A woman (client of mine) was texting abuse to me. I took my time to verbally abuse her back. She took it as a green signal to abuse me again via text a few months later while pleading to ignore her words in the end seeing the potential of my response like before.
This time instead of abusing her back, I decided to fuck her (via money) silently and coming off as taking her abuse while subjecting her to my (funny) sarcastic abuse. This will definitely startle her. And by the time she finds out my real game, I’d be done having my last laugh.
All of this might inject a bit of (temporary) indifference in me which I have always tried to avoid.

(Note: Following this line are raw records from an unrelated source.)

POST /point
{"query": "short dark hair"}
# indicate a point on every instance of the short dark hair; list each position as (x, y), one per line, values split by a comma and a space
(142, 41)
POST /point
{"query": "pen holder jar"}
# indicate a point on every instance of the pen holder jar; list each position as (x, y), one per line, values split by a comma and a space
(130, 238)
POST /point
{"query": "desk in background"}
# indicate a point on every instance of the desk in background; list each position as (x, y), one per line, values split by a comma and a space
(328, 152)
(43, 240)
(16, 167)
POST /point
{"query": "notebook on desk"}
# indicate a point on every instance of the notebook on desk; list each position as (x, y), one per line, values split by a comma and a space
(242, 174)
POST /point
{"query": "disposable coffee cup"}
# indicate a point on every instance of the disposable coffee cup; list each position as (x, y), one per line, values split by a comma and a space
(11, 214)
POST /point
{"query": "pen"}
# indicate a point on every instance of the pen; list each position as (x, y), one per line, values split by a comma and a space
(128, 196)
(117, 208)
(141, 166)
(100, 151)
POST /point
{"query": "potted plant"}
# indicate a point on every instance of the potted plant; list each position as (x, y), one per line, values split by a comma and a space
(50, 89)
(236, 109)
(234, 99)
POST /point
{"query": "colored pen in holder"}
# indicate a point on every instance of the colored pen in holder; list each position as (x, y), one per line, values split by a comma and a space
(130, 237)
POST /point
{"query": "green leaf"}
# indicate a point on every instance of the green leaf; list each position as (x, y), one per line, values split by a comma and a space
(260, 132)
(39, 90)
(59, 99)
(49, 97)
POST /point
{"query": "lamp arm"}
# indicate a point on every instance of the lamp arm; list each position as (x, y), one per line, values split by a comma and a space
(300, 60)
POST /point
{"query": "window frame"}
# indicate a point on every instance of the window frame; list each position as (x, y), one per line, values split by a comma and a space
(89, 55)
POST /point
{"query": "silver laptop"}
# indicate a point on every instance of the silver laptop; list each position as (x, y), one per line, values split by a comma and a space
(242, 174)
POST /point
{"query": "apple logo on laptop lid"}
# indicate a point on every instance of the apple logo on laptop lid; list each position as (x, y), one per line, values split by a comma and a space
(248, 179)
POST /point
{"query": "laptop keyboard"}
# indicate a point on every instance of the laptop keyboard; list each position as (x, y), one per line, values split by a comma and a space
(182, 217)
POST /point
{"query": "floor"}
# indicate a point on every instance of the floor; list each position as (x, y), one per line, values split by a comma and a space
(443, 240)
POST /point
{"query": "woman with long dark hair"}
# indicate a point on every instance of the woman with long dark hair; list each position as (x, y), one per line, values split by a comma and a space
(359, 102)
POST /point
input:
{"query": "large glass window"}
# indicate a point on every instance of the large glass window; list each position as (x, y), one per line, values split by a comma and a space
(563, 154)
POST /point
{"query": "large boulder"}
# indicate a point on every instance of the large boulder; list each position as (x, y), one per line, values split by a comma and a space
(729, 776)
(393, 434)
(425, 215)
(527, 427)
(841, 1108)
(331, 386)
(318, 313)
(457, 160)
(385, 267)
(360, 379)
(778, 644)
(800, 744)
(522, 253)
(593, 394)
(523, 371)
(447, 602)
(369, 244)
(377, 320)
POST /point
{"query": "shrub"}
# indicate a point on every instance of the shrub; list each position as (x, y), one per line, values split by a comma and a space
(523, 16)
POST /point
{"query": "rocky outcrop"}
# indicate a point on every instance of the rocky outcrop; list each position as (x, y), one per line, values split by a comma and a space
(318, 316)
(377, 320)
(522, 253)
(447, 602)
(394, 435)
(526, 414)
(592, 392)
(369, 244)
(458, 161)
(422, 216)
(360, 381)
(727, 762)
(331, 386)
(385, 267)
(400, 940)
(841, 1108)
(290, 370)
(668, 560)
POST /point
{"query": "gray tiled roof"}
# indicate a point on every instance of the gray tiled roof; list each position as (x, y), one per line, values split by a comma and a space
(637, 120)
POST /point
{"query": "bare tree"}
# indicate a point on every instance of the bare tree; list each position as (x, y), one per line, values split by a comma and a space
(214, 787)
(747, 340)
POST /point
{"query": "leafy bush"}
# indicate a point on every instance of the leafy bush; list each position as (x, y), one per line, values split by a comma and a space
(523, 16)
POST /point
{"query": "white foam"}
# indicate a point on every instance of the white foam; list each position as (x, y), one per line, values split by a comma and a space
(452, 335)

But I am confident about the strength of my positivity, feelings and emotions that with the passage of time (and clients), this tiny dose of indifference will wear off like many others before.
I know the easy and quick way out like many others. However, I have never taken any such challenge (or a human) lightly. That issue needs to be addressed and no matter how stupid, deaf and blind the other may seem, one can always stay calm and collected while imparting (or at least showing) the change or (in)difference.
… and in the meantime, I continue to work on Samantha (an AI-powered human machine) to replace such a waste of flesh and blood out there who is more grayish than a pure black and white approach to anything (in life).
Now, its totally a different matter that the color of grey is reserved only for me since I don’t believe that 100 years is long enough time to get to know a human being beyond a (book’s) cover page, preface or a table of contents. To read a chapter (out of endless chapters) of a human life, one might need another 100 or more years.
After seeing these lengthy words of mine, I continue to amaze my own brief and usually quiet self. Is there still more to surprise (or disappoint) me?
Let’s continue to see and hear until its time to unlearn.
P.S. Any (self-proclaimed) Ex or a stalker of mine must be jumping on their chair (or floor) with joy seeing these words and I’d only want to remind them of nothing but my generosity.